We would never advise keeping dangerous stores of car fuel lying around in gas cans, but if you can keep your vehicle topped up with fuel or electricity rather than filling up from empty, you won’t run into immediate difficulties if the supply is suddenly interrupted for any reason. You can also use your car battery to tune into emergency radio channels — and to charge your cell phone. We keep a road atlas, a couple of blankets, long-life snacks and some bottled water in the car in case we ever get stuck on the move.
Keep some cash tucked away in a place you will be able to find it in case of emergency. In a disaster, credit cards might not work.
You don’t have to obsess about every eventuality; that way madness lies. But having a few of the above things in place is peace of mind that the family will have the basics in most circumstances.

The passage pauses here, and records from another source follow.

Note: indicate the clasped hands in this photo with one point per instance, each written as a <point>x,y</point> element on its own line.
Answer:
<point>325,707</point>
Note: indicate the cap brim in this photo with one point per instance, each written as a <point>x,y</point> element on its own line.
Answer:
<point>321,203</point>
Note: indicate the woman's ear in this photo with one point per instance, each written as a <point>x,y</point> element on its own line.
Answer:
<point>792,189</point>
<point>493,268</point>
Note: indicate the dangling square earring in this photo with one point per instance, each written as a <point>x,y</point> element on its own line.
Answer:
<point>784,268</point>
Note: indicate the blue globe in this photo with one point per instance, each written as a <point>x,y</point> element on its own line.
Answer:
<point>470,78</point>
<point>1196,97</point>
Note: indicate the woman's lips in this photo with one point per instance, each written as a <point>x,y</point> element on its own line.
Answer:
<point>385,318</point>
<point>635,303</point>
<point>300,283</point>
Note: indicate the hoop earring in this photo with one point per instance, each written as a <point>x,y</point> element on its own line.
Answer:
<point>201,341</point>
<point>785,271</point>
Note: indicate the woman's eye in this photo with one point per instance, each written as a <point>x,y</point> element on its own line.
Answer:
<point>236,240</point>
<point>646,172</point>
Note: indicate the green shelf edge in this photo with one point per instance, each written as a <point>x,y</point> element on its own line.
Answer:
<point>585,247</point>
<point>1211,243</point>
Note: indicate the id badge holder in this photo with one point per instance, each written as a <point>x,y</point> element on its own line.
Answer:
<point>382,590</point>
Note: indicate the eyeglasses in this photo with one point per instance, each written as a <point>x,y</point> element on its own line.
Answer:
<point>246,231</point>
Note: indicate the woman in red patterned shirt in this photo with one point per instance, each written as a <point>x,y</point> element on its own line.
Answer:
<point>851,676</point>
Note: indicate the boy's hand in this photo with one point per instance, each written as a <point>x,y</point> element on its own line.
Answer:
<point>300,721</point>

I am pretty much thinking that planning ahead for problems makes a lot of sense. After all, our presidential election now being over, and with the Trump Administration now flexing its power, I keep remembering that the candidate who won has promised to become a dictator, and to use military force against those whom he decides are not going along with his program.
Plus, I can't help remembering the devastating fires in Los Angeles, in early January. We do have those potential earthquakes, wildfires, and solar storms, plus the ongoing disaster of global warming, which has a lot to do with the wildfires I just referenced.
Do we want to get prepared to survive and sustain in a world of non-hypothetical real disasters, and lots of potential disasters, all of them very much meriting that "terrifying" label?
Emergency kits, and similar preparations will be welcome, undoubtedly, but other people are going to be the key. Let me say it one more time.
What do we need to do to prepare for the future - for future troubles, and for the future opportunities we will, undoubtedly, also encounter?
We need to take some advice from Octavia Butler. Find some friends!